Location
- Geilston Bay, Hobart, Tasmania Australia 42°50′15″S 147°20′56″E﻿ / ﻿42.8376°S 147.3488°E

Information
- Type: Government comprehensive secondary school
- Established: 9 February 1972
- Status: Closed
- Closed: 9 December 2013
- School district: Southern
- Educational authority: Tasmanian Department of Education
- Oversight: Office of Tasmanian Assessment, Standards & Certification
- Years: 7–10
- Gender: Co-educational
- Campus type: Suburban
- Colours: Gold and brown

= Geilston Bay High School =

Geilston Bay High School was a government co-educational comprehensive secondary school located in , a suburb of Hobart, Tasmania, Australia. Established in 1972, the school catered for students from Years 7 to 10 until its closure in 2013.

== Overview==

Along with Clarence High School, Rokeby High School, and Rose Bay High School, Geilston Bay High School was one of four government high schools within Clarence. The school emblem was the Eucalyptus risdonii, a local eucalyptus variety with bluish-silver leaves that is found only within the City of Clarence.

==History==
Construction of the school began in 1971 on the site of the old Lindisfarne Golf Course. The first phase of construction was completed on 1 July 1971.

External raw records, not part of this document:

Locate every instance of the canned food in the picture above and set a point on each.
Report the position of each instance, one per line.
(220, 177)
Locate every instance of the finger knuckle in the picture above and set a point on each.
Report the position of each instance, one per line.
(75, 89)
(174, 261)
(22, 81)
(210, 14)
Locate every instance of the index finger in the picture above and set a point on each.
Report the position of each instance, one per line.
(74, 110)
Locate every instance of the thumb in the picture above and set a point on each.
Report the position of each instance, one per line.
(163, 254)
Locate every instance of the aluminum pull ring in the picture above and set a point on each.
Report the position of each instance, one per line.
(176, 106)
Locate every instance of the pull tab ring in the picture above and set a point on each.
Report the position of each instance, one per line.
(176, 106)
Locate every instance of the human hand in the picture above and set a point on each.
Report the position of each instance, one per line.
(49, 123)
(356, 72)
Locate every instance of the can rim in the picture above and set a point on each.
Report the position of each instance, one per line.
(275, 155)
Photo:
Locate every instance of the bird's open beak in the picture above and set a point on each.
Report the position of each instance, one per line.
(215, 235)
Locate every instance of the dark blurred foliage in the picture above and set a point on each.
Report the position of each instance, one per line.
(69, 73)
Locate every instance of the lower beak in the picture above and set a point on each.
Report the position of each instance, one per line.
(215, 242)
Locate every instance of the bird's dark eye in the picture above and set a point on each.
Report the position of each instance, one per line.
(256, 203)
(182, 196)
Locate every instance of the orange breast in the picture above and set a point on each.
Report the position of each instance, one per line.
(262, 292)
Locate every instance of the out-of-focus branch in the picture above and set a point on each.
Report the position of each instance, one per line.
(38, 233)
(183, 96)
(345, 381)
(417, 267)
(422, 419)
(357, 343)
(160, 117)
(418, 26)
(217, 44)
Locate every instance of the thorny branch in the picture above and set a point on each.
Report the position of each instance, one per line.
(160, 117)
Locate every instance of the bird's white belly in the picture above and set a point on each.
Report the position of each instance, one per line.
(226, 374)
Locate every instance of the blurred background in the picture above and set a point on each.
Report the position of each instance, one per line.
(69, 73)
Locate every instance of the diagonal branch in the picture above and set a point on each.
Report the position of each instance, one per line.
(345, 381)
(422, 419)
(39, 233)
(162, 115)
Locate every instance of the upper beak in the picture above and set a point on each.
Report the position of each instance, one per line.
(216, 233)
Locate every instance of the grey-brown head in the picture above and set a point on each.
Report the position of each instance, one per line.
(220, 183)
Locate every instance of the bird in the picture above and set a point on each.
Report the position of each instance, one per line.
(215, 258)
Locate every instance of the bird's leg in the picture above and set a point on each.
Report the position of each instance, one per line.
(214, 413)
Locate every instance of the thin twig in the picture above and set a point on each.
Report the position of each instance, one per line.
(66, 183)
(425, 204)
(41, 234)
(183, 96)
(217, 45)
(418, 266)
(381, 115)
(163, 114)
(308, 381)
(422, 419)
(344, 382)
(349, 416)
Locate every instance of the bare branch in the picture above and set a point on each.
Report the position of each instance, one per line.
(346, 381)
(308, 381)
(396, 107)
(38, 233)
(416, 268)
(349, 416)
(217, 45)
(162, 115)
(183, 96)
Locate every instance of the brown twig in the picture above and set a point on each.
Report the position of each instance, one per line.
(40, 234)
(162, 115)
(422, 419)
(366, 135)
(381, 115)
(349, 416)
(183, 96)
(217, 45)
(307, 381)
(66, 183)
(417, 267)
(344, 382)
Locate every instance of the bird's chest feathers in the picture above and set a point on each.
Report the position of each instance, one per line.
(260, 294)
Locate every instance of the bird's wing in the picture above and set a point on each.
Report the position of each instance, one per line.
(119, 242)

Geilston Bay High School was opened on 9 February 1972 as the then Municipality of Clarence was enjoying a boom in residential expansion. The opening of the Hobart Bridge (1943), and later the Tasman Bridge (1964) saw a dramatic expansion of residential areas within Clarence. However, prior to the Tasman Bridge disaster in 1975, there were few facilities located on the eastern shore of the Derwent River. The severing of the bridge made local authorities realise the need for localised services in areas of commerce, health care and education.

Geilston Bay High School was the most recently opened high school within the City of Clarence, after Warrane High (1957), Clarence High (1959), and Rose Bay High (1961).

In 2007 Geilston Bay High School celebrated its 35th anniversary.

Geilston Bay High School closed on 19 December 2013. Low enrolment numbers was cited as the reason.

Towards the head of the Bay, the (former) school playing fields cover what was once the Geilston Bay fossil site, which yielded fossil plants and animal bones in the nineteenth century of Late Oligocene (or possible early Miocene) age, including mammals that at one time were the earliest known from Australia.